The constraint every on-device AI developer runs into

On-device AI models have stayed small for a straightforward reason: the entire weight set has to fit in DRAM. That caps practical parameter counts well below what server-side deployments use, and it has forced enterprise architects evaluating agentic workloads into an uncomfortable binary — capable cloud-dependent models, or limited local ones.

Apple's AFM 3 Core Advanced, announced at WWDC26, is a direct attempt to break that constraint. The model stores its full 20-billion-parameter weight set in NAND flash (the same storage used for files) rather than active memory, and loads only the parameters a given prompt requires into DRAM at inference time.

"You can't put 20B parameters in RAM at any reasonable precision," Awni Hannun, a researcher at Anthropic and former Apple research scientist, wrote on X. "To make it work they are using pretty exotic architecture by today's standards."

How the routing mechanism actually works

AFM 3 Core Advanced is a Mixture of Experts (MoE) model — an architecture where different subsets of parameters, called experts, handle different types of tasks. In a standard MoE, a router selects different experts for every token generated. That would require continuous weight movement between flash and DRAM at inference speed, which NAND-to-DRAM bandwidth cannot support.

Apple's solution is to route once per prompt instead. A small model predicts which experts the query requires, loads that fixed set into DRAM alongside always-active shared experts, and generates all tokens from that same configuration. "The key distinction from a typical MoE is that you do this once per query and then generate all the tokens with the same experts," Hannun wrote.

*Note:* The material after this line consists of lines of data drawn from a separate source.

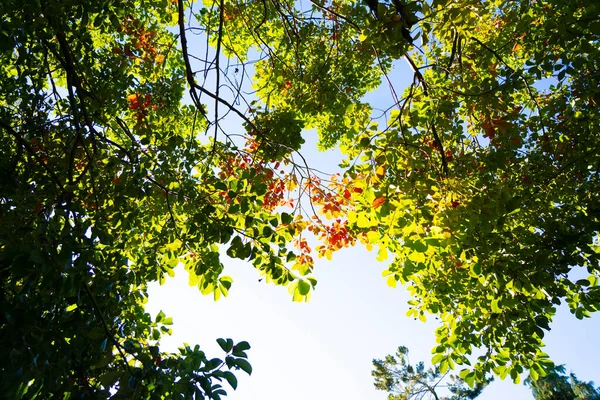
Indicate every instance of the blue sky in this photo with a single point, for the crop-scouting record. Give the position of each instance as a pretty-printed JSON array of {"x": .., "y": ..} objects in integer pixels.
[{"x": 324, "y": 349}]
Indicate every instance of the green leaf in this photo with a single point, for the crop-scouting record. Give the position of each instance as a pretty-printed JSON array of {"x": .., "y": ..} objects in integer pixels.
[
  {"x": 303, "y": 287},
  {"x": 225, "y": 344},
  {"x": 231, "y": 379},
  {"x": 243, "y": 365}
]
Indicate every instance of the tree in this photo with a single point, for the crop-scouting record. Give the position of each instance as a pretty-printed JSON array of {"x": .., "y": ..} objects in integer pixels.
[
  {"x": 117, "y": 165},
  {"x": 404, "y": 381},
  {"x": 557, "y": 386}
]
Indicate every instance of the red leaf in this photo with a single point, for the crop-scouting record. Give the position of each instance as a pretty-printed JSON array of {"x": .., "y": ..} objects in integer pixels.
[{"x": 378, "y": 202}]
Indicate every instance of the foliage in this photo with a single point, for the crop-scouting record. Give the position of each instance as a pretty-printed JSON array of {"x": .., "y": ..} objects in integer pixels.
[
  {"x": 402, "y": 380},
  {"x": 479, "y": 182},
  {"x": 558, "y": 386}
]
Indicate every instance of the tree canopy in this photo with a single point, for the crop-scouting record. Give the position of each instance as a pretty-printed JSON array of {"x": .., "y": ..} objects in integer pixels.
[
  {"x": 558, "y": 386},
  {"x": 120, "y": 161},
  {"x": 403, "y": 381}
]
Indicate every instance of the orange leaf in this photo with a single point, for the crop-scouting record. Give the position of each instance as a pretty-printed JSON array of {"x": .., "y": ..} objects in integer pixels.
[{"x": 378, "y": 202}]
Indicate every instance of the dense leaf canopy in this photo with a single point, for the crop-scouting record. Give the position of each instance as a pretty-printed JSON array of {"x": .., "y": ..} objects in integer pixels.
[{"x": 130, "y": 143}]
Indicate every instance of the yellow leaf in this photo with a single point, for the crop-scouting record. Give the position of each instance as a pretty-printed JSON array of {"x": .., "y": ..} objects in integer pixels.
[
  {"x": 416, "y": 257},
  {"x": 382, "y": 254},
  {"x": 378, "y": 202},
  {"x": 391, "y": 281}
]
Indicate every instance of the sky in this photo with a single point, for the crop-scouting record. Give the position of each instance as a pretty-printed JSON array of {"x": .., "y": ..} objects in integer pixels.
[{"x": 324, "y": 349}]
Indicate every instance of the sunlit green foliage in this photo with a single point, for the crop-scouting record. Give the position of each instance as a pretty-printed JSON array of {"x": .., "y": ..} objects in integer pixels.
[{"x": 119, "y": 162}]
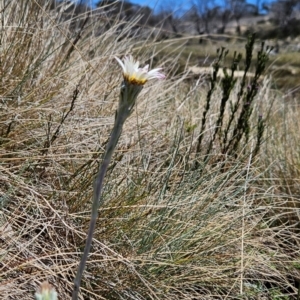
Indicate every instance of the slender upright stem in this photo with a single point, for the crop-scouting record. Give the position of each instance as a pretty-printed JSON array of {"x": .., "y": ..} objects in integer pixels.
[{"x": 97, "y": 201}]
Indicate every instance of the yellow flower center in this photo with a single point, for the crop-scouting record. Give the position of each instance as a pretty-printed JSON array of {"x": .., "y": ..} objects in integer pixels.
[{"x": 134, "y": 80}]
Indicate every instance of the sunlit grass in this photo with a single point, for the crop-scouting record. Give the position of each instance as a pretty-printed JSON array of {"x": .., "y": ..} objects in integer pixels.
[{"x": 174, "y": 225}]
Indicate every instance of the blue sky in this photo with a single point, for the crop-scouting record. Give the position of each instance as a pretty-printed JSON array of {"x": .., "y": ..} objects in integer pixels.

The active parameter count scales with task complexity — roughly 1 billion parameters for simpler operations, up to 4 billion for harder ones — all drawn from the 20-billion-parameter pool in flash. Apple calls the pruning technique used to develop this Instruction-Following Pruning (IFP).

What Apple hasn't disclosed

The architecture paper is detailed on the memory design. It is less forthcoming on the metrics that determine whether the design is viable in production.

Marco Abis, who is building Ziraph, a profiler for local AI on Apple silicon, noted on X that Apple's profiling tools expose timing but not energy consumption, memory bandwidth, or thermal behavior. "A notable gap," he wrote, "given those decide most of on-device performance."

More consequentially for enterprise deployments: Apple has not documented when an on-device request transparently offloads to the cloud, or whether that routing decision is visible to the developer or the user. For organizations in regulated industries that need to document where inference runs, that is not an abstract concern — it is a compliance problem.

Apple has indicated a full technical report with benchmarks is coming later this summer. Until then, the deployment picture is incomplete.

The broader AFM 3 family and its dependencies

AFM 3 Core Advanced is one of five models in the AFM 3 family, developed in collaboration with Google. Two models run on-device; three run server-side within Apple's Private Cloud Compute boundary. The server-side agentic model, AFM 3 Cloud Pro, is designed for complex reasoning and tool use and runs on Nvidia GPUs in Google Cloud.

Private Cloud Compute provides a data-privacy guarantee. It does not eliminate the Google Cloud infrastructure dependency for server-side inference — a distinction worth keeping clear when evaluating what "private" means in practice.

What changes for enterprise architects

The DRAM ceiling for on-device agents just moved. Enterprises evaluating agentic workloads that need to run without a cloud round-trip now have a 20-billion-parameter local option that did not exist before WWDC26. Whether it is deployable at scale — given the unanswered questions about thermal behavior, offload transparency, and compliance visibility — depends on answers Apple has not yet published.